Às vezes, acontecem coisas que nos fazem pensar que a vida é uma
caixa de surpresas. Pois bem. Hoje, dia 27 de julho, darei uma palestra na
Biblioteca Municipal sobre o fazer do livro, durante a qual abordarei a
construção do Ajelasmicrim; com este texto ganhei o prêmio Off Flip de
Literatura em 2014. Dois dias antes, ao escrever o release da palestra, o
Facebook me exclamou que há exatamente 3 anos eu comemorava a
premiação na categoria infantojuvenil.
Naquele dia, tive uma das maiores emoções. A princípio, não acreditei
que seria possível ser contemplada em um concurso tão importante com um
conto que, na verdade, já não aguentava vê-lo mais. Foram 1.000 dias.
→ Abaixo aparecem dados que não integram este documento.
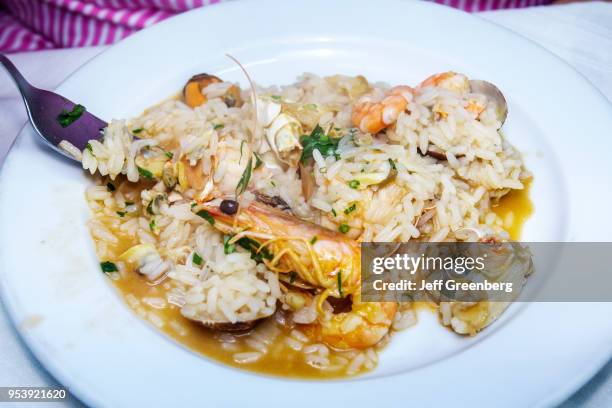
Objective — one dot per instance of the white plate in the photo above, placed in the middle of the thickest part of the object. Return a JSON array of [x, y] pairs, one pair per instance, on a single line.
[[82, 332]]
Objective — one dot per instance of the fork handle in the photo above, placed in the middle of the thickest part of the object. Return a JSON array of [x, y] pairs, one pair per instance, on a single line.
[[24, 86]]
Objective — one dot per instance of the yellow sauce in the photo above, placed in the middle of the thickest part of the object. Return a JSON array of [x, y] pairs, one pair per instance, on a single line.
[[514, 209], [281, 360]]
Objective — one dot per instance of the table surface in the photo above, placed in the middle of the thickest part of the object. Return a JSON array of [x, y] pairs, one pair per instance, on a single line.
[[580, 34]]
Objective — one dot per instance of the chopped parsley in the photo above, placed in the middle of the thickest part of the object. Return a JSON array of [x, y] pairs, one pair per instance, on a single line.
[[145, 173], [245, 178], [206, 215], [241, 146], [318, 140], [227, 247], [258, 161], [197, 259], [350, 209], [108, 267], [66, 118]]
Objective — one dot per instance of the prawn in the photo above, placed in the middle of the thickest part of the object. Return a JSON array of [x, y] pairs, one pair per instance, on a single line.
[[325, 259], [373, 117]]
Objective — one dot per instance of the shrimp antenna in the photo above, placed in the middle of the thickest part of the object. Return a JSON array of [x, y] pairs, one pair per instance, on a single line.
[[253, 92]]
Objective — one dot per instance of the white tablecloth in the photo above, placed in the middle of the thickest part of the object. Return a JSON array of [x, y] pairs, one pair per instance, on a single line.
[[581, 34]]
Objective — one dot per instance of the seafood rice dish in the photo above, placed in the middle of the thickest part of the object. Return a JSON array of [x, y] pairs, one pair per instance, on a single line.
[[231, 218]]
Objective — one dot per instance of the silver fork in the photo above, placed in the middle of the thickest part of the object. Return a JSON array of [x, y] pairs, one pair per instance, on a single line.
[[54, 117]]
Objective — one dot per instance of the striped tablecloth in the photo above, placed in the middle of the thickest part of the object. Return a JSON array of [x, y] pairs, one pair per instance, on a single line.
[[581, 34]]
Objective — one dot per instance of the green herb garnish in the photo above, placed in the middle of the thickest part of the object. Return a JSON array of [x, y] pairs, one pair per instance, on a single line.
[[66, 118], [241, 146], [145, 173], [350, 209], [245, 178], [108, 267], [258, 161], [227, 247], [206, 215], [318, 140]]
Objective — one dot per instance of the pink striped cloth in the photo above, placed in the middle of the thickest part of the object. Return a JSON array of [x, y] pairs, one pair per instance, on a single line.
[[27, 25]]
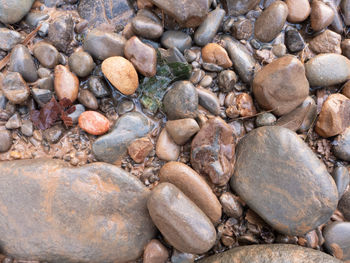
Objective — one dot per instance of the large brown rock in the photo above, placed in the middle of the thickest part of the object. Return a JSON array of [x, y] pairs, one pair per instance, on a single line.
[[281, 86], [52, 212], [283, 181]]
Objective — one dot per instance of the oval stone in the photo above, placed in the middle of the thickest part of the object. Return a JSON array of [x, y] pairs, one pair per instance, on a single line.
[[283, 181]]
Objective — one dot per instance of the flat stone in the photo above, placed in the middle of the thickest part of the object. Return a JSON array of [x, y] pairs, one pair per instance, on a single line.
[[76, 207], [274, 162]]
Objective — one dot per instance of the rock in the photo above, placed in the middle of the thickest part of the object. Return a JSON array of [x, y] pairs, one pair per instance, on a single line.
[[298, 10], [180, 221], [334, 117], [341, 145], [21, 61], [122, 74], [213, 150], [270, 23], [142, 56], [81, 63], [47, 54], [176, 39], [155, 252], [326, 42], [66, 83], [182, 130], [102, 45], [61, 32], [188, 13], [216, 54], [12, 11], [112, 147], [140, 149], [181, 101], [166, 148], [337, 239], [76, 206], [9, 38], [282, 163], [15, 88], [193, 186], [281, 86], [327, 69], [209, 27], [321, 15], [275, 253]]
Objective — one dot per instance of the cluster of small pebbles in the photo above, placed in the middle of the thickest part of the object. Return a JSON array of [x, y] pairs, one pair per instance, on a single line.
[[245, 159]]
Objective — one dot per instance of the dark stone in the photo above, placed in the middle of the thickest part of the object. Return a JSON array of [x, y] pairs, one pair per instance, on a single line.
[[283, 181]]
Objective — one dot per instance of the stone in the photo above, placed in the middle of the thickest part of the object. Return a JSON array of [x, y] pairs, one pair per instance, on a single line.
[[12, 11], [75, 206], [213, 151], [216, 54], [209, 27], [102, 45], [112, 147], [180, 221], [270, 23], [327, 70], [182, 130], [193, 186], [181, 101], [142, 56], [334, 117], [281, 86], [121, 73], [285, 172], [276, 253], [188, 13], [66, 83]]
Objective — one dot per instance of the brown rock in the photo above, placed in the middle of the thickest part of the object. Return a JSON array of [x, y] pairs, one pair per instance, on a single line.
[[193, 186], [281, 86], [140, 149], [216, 54], [213, 150], [142, 56], [66, 83], [121, 73], [334, 117]]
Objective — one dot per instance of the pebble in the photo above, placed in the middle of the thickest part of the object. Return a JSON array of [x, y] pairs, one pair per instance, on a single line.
[[142, 56], [327, 69], [102, 45], [193, 186], [66, 83], [178, 39], [81, 63], [180, 221], [216, 54], [102, 197], [213, 150], [209, 27], [334, 117], [9, 39], [341, 145], [270, 23], [94, 123], [181, 101], [281, 86], [122, 74], [321, 15], [285, 172], [47, 54], [15, 88], [166, 148], [21, 61]]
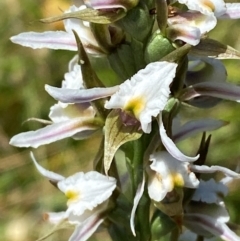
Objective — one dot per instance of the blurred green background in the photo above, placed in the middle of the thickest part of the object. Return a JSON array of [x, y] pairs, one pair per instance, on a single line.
[[24, 194]]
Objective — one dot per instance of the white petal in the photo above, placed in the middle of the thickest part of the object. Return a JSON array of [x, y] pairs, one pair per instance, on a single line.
[[211, 169], [89, 190], [204, 23], [85, 230], [52, 176], [83, 31], [169, 173], [59, 114], [159, 185], [51, 40], [55, 218], [146, 94], [136, 200], [206, 6], [81, 95], [52, 133], [232, 12], [73, 78], [171, 147], [225, 91]]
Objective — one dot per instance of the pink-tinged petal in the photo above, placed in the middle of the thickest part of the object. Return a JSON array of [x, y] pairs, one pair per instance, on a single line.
[[106, 4], [184, 32], [232, 12], [196, 126], [80, 95], [55, 218], [85, 191], [211, 169], [206, 7], [52, 133], [204, 23], [136, 200], [171, 147], [85, 230], [52, 176], [59, 114], [225, 91], [210, 225], [52, 40]]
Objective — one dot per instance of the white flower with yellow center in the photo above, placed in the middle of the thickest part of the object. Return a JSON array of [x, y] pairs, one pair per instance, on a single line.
[[146, 93], [88, 195], [166, 173]]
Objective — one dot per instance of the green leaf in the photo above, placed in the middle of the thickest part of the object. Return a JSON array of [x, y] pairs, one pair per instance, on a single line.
[[90, 15], [116, 134], [214, 49]]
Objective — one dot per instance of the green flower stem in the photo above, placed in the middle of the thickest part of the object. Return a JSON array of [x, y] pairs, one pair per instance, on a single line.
[[175, 234], [142, 213]]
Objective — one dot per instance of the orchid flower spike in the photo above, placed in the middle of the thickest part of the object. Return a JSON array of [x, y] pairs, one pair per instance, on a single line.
[[87, 194]]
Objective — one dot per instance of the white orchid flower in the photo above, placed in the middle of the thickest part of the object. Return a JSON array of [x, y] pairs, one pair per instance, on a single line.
[[166, 173], [68, 120], [145, 95], [87, 194], [64, 40], [201, 18]]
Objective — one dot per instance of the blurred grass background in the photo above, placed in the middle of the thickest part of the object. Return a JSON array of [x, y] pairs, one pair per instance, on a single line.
[[24, 194]]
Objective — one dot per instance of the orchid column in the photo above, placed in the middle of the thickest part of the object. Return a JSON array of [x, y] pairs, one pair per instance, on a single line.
[[142, 187]]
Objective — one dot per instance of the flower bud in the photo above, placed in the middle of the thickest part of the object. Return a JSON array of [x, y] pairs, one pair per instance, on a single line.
[[157, 47], [138, 22]]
Ou
seja, três anos de trabalhos quase diários sobre o tempo, desde que a ideia
começou a criar raízes em meu pensamento. Entretanto, se for um pouco mais
exata, o tema vagou dentro de mim por mais de vinte anos.
Foi assim. Quando eu era Orientadora Educacional em uma escola
particular no Rio de janeiro, há mais de vinte anos, acompanhava alunos entre
8 e 10 anos e uma das questões trabalhadas foi o tempo. Ah, eles não
conseguiam compreendê-lo, o que causava dificuldades na execução de
atividades, como ter 15 minutos para lanchar. Ou vinte para fazer um exercício.
Certa vez, conversando com eles em sala da aula, um menino disse que
compreendia o tempo quando fazia xixi porque entendia o iniciar e o terminar.
A inusitada situação foi entendida pela turma que passou a usá-lo melhor.
Fiquei tão surpresa e encantada com aquele insight que a ideia vinha à baila do
meu pensamento com frequência.
Anos mais tarde, conversei uma professora na Feira do Livro
Infantojuvenil que estava sentada à frente de uma pilha de livros, no estande
de uma editora, onde eu tinha um livro editado. A professora folheava um a um
e disse que precisava encontrar uma história que abordasse o quotidiano da
criança. Mais uma vez, a ideia do tempo me veio e eu me pus a pesquisá-lo.
Pesquisei muito. Passei por Einstein e Aristóteles, li e reli Uma breve história
do tempo de Stephen Hawking; estudei o universo; comparei as escalas de
tempo, como o geológico e o humano. Invadi a obra de Piaget e, desse modo
fui compreendendo a inexistência do tempo e que foi uma medida criada pelo
homem para organizar-se. Ou seja, precisamos construir uma noção de algo
inexistente ao longo da vida. Mesmo assim, ao findá-la, logicamente, não a
dominamos por inteiro.
Quando percebi que conhecia um pouco melhor a interação entre nós, os
humanos, e o tempo, comecei a escrever o texto. Na época, fazia uma oficina
de literatura infantojuvenil e as minhas amigas escritoras, Lila, Myryam e Sueli,
muito me ajudaram, lendo, corrigindo e apresentando sugestões. Como o tema
era sutil e delicado, minhas primeiras expressões foram em forma de versos.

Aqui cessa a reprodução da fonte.